I’ve just been to see The Blake Prize for Religious Art at the National Art School in Darlinghurst, and really enjoyed viewing many of the works on display. A highlight of the exhibition, as soon as you enter the door, is “We All See The Same Blue Sky” by Jeffrey Robert Wood. The sculpture/installation features a life-sized family of four covered in paper. They have televisions where their faces should be, and the paper that covers their body has writing on it. As you look closer, you realise the paper is pages from the Bible, the Koran, the Torah, and the Psalms.

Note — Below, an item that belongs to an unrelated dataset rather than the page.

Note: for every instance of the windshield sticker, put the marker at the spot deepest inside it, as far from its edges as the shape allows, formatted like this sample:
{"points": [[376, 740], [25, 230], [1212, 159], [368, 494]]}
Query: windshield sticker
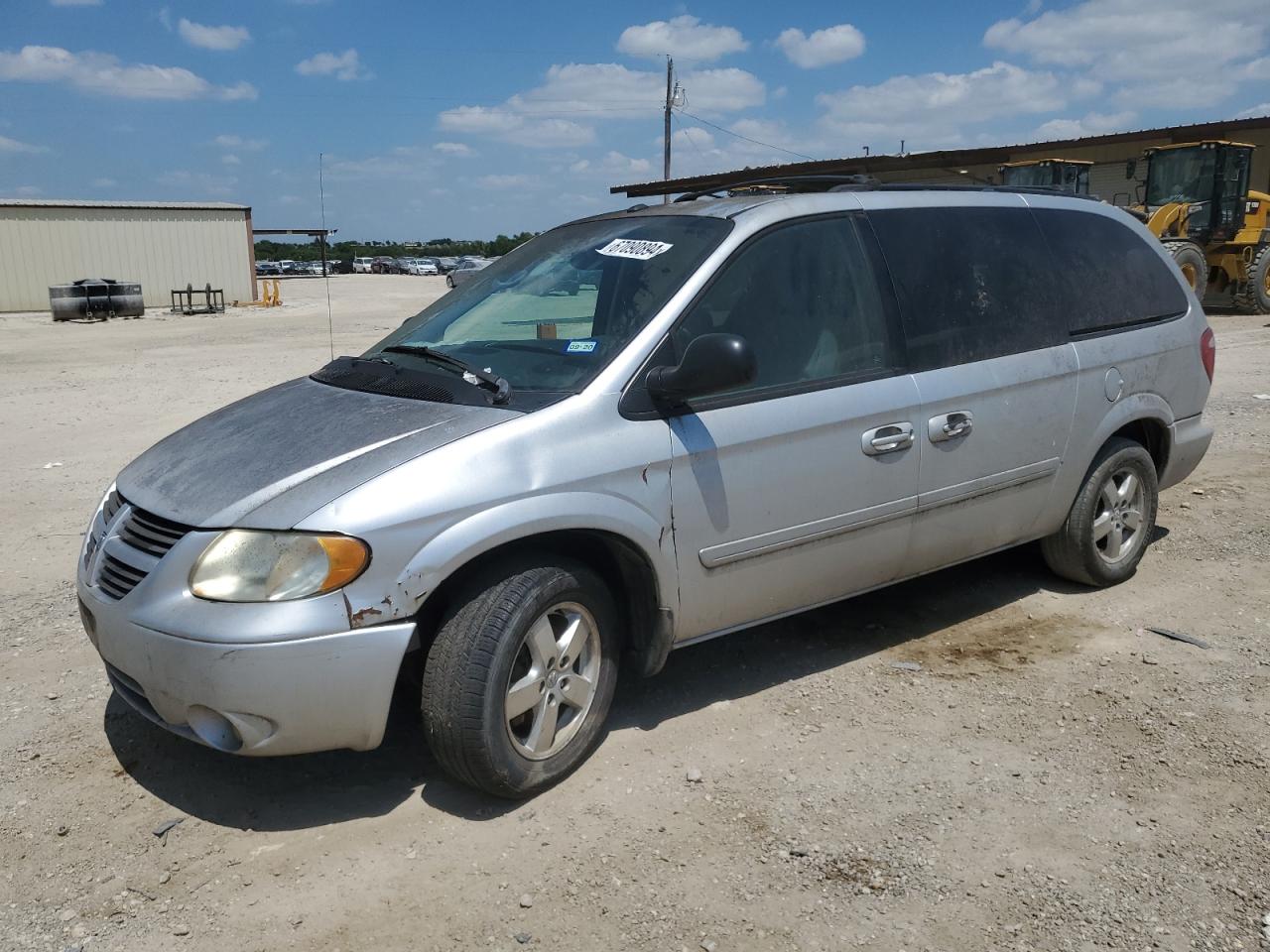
{"points": [[630, 248]]}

Another favourite, both because of its physical beauty and its inspiration is “Whispered” by Louise Feneley. A beautiful oil painting on Belgian linen, the painting portrays a white cloth simply folded, but with light always coming through, giving it both physical beauty, thanks to the shadows, and spiritual depth.

Sticking more strictly to the notion of religion is “Preaching To Birds” by Arthur Apanski. Through strong vibrant colours, the painting portrays Adam and Even in a universal setting, and it’s not until you read the accompanying notes that you realise it’s them.

Blake Prize

In a very contemporary sense, a couple of the works in this year’s exhibition touched on issues of religion and sexuality, including “Sermon” by Chris O’Doherty (aka Mambo) and “In God’s Image” by Rod McRae. The latter features a group of gay men in various degrees of undress, whereas the former is the kind of work you’ve come to expect of O’Doherty.

But in 2006, the Blake Prize isn’t really about religious art, per se, it’s about “the interaction of ideas and spiritual thought in contemporary Australian art”, as the written program tells us. This means there are many paintings based around nature, including a wonderful large red piece, which unfortunately I forget the name of which portrays the Kimberley region of Western Australia. Likewise, this year’s winner, a piece called, “Untitled Landscape with figure” by Euan MacLeod portrays the area around Alice Springs.

More interesting for me than the MacLead work, which I thought looked like everything else he’d ever done, was a piece called “The Six Towers Of Dachau”, photographs, by Lachlan Warner. I’ve been to Dachau, I’ve walked around and I’ve thought deeply about the experience. What makes this work wonderful, however, was that the artist had obviously thought about what it must have been like to have been in the Nazi death camp, and to have considered the significance of the watch towers in the every day lives of those who were there.

So yes, a terrific exhibition and one I’d recommend.